You can use dictionary.iteritems() if you prefer, but beware "Using iteritems() while adding or deleting entries in the dictionary may raise a RuntimeError or fail to iterate over all entries.". Fortunately, we aren't adding or removing here, just changing the value associated with the key.

Edited by griswolf: n/a


There is an interesting alternative which you easily miss as possibility:

dictionary={'a':['A'], 'b':['B'], 'c':['C']}
for k,v in dictionary.items():
  [dictionary[k]] = v

print dictionary

And here is version I would use in my code:

dictionary={'a':['A'], 'b':['B'], 'c':['C']}
dictionary = dict((k, v)
                  for k,[v] in dictionary.items())
print dictionary

And finally Python 3 (and 2.7) dict comprehension:

from __future__ import print_function
dictionary={'a':['A'], 'b':['B'], 'c':['C']}
dictionary = { k : v
              for k,[v] in dictionary.items()}

Edited by pyTony: n/a

Votes + Comments
Completely useless, but interesting

Hi tonyjv.
I'm still trying to wrap my mind around your inversion of the [], but aside from that, the code I would write is the same as the code you would use.
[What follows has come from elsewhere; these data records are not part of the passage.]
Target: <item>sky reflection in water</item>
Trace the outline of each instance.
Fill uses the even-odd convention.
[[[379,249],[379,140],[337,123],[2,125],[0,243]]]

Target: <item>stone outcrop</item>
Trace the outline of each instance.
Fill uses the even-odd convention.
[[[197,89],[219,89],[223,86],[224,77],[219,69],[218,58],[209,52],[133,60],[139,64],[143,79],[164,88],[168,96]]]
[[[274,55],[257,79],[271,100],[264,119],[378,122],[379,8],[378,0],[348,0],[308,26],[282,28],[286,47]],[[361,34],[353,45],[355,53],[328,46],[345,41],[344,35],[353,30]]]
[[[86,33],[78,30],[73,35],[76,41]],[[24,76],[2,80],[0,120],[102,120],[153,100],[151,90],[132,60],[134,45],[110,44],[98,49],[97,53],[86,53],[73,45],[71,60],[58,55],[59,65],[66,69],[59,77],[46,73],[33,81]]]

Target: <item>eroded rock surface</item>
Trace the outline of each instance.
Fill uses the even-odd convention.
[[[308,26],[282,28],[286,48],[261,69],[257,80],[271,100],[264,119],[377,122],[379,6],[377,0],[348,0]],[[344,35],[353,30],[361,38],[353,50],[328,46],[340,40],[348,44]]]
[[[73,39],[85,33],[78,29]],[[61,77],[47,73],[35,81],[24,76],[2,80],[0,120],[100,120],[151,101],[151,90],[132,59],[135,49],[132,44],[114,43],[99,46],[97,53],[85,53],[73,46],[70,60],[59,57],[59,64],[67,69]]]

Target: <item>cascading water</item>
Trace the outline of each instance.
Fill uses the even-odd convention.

Thanks for that bit of syntax... now I'll have to go do some reading.


And that is not all, try it with function parameters. It is still bit too strict for format of parameters. Have to have correct place to use, say passing in 2d coordinates as tuple and use x,y without indexing. Easy to go against spirit of duck typing. Performance I have not tested.